Telephone: +36-705-335012
Received: March 22, 2005
Revised: July 2, 2005
Accepted: July 20, 2005
Published online: February 21, 2006


AIM: To determine whether increased blood flow of the liver can cause oxidative stress and hepatocyte damage, and to elaborate methods suitable for measuring the antioxidant defence during hepatic surgery on rat model.

METHODS: In nembutal narcosis, the left lateral and the medial lobes of the liver were clipped for 45 min to make the total blood supply flow through the other lobes. Total antioxidant status, glutathione peroxidase and superoxide dysmutase activity, as well as the concentrations of diene conjugates and free sulphydril groups, H-donating ability and reducing power of the liver samples were determined. Chemiluminescent intensity of the liver was also measured. Metal ions (Al, Ca, Cu, Fe, Mg, Mn, Zn) and P and S concentrations of the liver were determined with an inductively coupled plasma optical emission spectrometer and Se content was measured by cathodic stripping voltammetry.

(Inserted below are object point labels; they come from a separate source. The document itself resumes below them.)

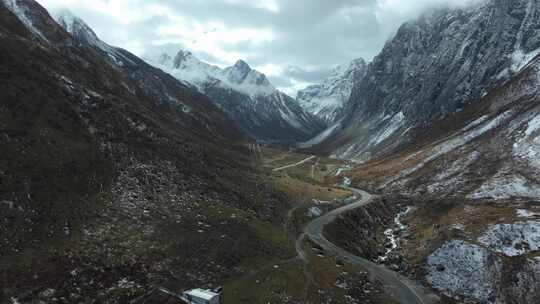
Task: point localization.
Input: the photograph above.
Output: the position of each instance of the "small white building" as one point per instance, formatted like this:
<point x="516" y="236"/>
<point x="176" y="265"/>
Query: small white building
<point x="201" y="296"/>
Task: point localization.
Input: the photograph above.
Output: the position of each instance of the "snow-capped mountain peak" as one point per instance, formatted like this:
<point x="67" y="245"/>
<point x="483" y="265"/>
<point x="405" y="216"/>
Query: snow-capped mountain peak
<point x="245" y="94"/>
<point x="327" y="99"/>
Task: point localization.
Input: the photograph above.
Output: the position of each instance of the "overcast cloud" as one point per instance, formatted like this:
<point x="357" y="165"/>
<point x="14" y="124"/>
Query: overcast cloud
<point x="294" y="42"/>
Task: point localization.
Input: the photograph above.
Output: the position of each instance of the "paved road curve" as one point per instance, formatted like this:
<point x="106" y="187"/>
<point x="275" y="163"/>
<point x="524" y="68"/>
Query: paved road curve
<point x="403" y="289"/>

RESULTS: Glutathione peroxidase and superoxide dysmutase activities of the liver decreased significantly in the hyperemia group compared to those observed in the sham operated group. The level of total antioxidant status was also significantly lower in the hyperemia group. H-donating ability, reducing power and free sulphydril group concentration showed the same tendency. A significant correlation (P<0.05) was found between the changes in non-specific antioxidant activities. This pointed to simultaneous activity of the antioxidant defence system. Al, Cu, Mn, Zn, and S were lower in the hyperemia group than in the sham operated group when the levels of Ca, Fe, Mg, Se and P ions were higher during hyperemia.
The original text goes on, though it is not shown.